I don't recall seeing anyone in this thread sheepishly admitting, "Yep, that's me, I never drive my cars." I suspect the real reason is quite simple. A lot of early roadsters were bought by extremely wealthy people; people who have so much money that they neither cared that much about the cost of the car in the first place, and they don't care about depreciation either.
As they say, "must be nice."
Clearly the majority of us modern day roadster owners are enthusiasts who bought a used car after, hopefully, most of the deprecation was already taken out of it.
Mine is my personal 'fun car'. It is important to me not to drive too much of the value off of the car, so I gave myself a budget of roughly 5,000 miles a year. I actually have a little spreadsheet where I note the odometer reading every time I take it for a drive.

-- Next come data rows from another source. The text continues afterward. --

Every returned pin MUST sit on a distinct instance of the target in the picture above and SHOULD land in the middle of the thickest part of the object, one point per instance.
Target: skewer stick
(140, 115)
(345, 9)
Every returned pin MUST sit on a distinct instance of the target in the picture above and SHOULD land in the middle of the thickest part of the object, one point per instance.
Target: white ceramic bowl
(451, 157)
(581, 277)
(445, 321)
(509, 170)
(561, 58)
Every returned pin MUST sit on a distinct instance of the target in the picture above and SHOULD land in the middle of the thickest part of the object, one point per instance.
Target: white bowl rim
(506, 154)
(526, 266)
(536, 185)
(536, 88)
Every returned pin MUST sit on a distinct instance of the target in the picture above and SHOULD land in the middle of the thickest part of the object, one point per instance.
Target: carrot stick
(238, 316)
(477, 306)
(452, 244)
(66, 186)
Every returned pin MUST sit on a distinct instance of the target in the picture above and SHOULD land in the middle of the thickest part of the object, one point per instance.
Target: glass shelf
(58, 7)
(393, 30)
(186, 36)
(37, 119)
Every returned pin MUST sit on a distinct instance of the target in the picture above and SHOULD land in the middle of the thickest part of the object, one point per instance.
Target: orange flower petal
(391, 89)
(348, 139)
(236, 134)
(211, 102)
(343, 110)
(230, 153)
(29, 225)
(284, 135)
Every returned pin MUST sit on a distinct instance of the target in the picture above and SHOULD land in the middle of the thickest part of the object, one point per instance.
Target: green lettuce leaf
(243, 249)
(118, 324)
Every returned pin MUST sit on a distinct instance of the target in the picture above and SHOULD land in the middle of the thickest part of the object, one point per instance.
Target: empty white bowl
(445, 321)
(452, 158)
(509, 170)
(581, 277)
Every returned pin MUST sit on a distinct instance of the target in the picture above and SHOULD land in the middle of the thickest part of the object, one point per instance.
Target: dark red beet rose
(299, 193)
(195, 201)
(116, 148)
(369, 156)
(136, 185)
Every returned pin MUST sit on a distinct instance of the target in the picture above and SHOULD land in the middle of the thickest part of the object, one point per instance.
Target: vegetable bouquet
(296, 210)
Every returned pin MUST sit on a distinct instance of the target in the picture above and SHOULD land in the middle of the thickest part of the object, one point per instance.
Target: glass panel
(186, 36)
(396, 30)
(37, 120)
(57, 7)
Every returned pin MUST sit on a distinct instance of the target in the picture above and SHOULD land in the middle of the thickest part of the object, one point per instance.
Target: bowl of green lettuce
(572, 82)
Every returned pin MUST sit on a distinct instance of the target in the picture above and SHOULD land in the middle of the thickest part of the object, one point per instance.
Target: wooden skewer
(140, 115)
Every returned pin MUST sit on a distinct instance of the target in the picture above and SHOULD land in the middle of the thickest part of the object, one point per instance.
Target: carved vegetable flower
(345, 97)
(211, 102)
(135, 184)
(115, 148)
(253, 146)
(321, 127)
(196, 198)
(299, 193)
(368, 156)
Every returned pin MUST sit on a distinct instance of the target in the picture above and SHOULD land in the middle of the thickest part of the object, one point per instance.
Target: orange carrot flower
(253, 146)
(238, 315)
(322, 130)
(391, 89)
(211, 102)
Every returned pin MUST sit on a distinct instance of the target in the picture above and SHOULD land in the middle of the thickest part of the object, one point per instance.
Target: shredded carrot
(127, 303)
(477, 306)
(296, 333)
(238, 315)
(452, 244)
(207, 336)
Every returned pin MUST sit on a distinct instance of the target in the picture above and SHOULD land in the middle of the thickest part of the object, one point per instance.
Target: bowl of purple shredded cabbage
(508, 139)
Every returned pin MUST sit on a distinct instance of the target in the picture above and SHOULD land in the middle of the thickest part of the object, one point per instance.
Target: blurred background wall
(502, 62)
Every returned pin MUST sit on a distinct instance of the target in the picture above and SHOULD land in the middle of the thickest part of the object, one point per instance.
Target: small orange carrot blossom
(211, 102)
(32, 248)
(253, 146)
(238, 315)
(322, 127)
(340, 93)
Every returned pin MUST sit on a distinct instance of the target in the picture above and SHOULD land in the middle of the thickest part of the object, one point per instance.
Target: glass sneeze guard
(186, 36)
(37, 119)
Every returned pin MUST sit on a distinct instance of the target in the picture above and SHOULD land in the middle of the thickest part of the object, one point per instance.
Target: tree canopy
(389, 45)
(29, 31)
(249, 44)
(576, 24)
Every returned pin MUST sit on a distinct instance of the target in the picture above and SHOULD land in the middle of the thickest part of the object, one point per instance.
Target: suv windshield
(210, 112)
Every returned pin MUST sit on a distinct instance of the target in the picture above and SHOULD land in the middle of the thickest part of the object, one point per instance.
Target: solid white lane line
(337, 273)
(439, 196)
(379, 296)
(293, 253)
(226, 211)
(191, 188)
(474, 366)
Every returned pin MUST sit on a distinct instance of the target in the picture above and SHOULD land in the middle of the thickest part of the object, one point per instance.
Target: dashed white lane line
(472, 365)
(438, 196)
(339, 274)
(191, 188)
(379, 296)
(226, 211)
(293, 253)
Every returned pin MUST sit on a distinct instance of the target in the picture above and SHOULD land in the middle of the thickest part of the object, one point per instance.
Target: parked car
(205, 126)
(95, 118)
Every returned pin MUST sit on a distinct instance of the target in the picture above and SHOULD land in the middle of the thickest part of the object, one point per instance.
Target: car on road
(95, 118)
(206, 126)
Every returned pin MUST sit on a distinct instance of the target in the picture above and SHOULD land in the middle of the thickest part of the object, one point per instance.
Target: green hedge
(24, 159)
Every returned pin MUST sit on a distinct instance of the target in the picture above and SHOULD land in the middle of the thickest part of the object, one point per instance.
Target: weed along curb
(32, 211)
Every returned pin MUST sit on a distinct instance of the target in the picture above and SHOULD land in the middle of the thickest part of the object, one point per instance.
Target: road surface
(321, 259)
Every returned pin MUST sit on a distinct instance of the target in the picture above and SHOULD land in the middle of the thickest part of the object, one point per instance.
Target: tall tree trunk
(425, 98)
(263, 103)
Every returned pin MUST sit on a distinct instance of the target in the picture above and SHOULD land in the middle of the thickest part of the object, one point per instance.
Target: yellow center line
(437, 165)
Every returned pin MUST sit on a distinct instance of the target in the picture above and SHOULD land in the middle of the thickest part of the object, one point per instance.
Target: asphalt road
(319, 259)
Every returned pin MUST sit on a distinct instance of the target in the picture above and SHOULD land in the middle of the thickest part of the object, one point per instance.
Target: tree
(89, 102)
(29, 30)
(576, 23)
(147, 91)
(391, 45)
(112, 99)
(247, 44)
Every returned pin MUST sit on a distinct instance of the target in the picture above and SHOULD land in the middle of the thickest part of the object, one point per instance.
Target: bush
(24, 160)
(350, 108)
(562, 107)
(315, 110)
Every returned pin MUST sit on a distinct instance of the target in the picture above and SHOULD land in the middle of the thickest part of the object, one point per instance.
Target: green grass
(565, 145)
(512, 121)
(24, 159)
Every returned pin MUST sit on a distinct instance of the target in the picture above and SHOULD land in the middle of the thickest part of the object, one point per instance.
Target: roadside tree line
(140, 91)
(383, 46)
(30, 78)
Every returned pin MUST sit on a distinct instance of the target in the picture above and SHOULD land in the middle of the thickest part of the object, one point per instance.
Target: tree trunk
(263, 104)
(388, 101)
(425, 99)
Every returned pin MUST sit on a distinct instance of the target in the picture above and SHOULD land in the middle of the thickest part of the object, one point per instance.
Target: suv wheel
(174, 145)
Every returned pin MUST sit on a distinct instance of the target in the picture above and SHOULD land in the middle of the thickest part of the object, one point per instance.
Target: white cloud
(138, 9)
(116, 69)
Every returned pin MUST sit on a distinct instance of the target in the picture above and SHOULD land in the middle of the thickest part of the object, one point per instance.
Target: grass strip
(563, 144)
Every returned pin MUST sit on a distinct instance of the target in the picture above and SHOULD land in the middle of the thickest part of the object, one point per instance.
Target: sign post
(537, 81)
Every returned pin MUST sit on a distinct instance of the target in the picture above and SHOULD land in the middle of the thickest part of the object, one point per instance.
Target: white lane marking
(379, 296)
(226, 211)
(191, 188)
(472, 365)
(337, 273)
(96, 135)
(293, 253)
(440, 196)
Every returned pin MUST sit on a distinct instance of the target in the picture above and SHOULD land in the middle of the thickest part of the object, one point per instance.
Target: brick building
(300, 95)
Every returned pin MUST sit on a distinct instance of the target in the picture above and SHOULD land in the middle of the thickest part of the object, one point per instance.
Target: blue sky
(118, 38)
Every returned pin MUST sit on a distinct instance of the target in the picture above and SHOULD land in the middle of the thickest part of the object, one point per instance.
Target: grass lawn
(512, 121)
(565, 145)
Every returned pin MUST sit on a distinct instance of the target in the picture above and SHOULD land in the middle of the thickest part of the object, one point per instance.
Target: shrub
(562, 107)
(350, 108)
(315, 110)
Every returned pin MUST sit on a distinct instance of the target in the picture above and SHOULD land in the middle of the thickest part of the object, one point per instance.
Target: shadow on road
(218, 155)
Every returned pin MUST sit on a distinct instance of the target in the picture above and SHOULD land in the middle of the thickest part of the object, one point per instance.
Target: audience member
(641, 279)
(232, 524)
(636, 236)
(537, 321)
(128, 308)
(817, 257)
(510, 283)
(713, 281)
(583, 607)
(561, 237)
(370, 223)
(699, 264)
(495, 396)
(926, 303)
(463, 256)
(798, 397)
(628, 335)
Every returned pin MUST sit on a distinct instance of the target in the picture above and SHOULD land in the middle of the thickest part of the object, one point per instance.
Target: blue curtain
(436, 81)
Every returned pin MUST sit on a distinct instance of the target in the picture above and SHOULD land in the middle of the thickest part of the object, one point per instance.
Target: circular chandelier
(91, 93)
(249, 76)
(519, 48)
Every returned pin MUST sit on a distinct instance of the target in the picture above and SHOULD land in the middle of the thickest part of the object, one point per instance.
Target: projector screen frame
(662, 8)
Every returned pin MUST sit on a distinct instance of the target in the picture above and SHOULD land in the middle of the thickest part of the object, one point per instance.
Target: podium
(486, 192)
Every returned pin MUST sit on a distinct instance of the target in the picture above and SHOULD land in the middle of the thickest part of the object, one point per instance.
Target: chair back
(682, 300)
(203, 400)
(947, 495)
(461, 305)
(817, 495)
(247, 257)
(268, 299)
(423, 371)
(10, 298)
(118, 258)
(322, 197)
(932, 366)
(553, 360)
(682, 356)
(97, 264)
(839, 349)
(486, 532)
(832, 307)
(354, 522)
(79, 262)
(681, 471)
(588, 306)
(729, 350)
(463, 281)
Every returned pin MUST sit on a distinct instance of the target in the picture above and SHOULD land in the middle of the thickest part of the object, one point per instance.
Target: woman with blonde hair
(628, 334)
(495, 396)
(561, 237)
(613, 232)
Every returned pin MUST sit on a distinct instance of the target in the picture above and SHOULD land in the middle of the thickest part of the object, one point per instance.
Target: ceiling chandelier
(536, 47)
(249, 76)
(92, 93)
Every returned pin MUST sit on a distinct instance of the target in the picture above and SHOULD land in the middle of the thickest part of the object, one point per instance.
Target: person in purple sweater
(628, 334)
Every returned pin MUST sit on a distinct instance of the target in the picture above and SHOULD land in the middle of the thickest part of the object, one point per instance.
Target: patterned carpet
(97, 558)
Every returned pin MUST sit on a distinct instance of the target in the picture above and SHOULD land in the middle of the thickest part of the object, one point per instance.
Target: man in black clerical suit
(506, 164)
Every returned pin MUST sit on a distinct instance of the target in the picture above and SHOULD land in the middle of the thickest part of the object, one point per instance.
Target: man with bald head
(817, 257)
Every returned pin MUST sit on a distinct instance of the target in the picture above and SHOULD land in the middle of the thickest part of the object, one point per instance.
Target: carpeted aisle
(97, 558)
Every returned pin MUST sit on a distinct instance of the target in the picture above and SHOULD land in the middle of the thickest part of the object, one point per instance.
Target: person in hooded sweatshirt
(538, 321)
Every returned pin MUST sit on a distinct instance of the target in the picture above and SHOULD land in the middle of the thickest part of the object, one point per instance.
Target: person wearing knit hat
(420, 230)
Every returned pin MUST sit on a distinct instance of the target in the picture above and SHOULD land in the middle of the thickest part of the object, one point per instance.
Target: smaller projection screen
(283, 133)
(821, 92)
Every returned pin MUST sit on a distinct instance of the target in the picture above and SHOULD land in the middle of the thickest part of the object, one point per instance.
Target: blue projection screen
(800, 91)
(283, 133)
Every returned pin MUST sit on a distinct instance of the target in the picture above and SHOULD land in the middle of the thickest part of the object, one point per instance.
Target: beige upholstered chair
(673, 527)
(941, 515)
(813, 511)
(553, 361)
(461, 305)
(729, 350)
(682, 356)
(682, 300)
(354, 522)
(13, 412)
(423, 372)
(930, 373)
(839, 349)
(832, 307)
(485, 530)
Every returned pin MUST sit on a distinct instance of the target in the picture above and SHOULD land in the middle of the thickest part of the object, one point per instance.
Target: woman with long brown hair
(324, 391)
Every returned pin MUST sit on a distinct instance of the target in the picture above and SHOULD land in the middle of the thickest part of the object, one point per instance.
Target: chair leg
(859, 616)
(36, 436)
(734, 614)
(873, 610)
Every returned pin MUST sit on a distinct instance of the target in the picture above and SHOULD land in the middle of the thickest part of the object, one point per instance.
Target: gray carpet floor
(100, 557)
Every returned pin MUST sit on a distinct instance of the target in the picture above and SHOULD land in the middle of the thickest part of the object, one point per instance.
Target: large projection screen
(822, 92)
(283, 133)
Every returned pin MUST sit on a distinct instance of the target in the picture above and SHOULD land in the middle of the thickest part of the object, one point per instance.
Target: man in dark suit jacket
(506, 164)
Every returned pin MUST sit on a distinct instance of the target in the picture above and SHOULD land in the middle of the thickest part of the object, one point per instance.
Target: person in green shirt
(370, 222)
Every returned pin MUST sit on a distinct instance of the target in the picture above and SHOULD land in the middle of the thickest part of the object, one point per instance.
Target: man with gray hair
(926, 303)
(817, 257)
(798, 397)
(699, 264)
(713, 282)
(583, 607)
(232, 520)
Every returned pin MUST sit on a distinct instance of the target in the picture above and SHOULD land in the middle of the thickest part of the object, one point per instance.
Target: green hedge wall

I assume I won't be driving the car in the winter months, so my monthly mileage budget it 555 miles a month the rest of the year.
In the month of May I was 476 miles over budget, June, 150, and July, 181. For this month I'm still within my budget (largely because Tesla service had it for over a week).
I do tend to drive the car nearly every day, but usually that's just right around town to a restaurant or something. It's when I drive it a long distance to the track or a car show that the miles really add up on me.
I can choose to ignore the budget if I want, but my personal goal was to be able to own the car, drive it for two to three years, and be able to sell it for not much less than I paid for it.
However, my thoughts on this have recently has changed quite a bit. I did not buy the car because I had some kind of hard-on for electric vehicles. I was just looking for a new experience and something rare, but now that I've been driving it for a while, every time I get into an ICE it makes me a little nauseous.
The idea of creating controlled explosions to propel a vehicle now seems to me to be kind of insane; almost barbaric. I didn't expect to feel this way, but the clean, smooth, and immediate acceleration of an EV is hard to go back on.
So, now my thought is I will keep my Roadster until there is an EV convertible sports car to replace it. That seems pretty unlikely to happen though. I don't know of anyone building a drop-top EV sports car in the sub-150k range for a very long time to come.
Now my thinking is that I will just drive the piss out of the Roadster and keep it for a very long time; getting the 3.0 battery upgrade at some point. If, in 7-10 years time Tesla, or someone else, finally produces a new EV roadster that doesn't cost hundreds of thousands of dollars, then maybe I will switch.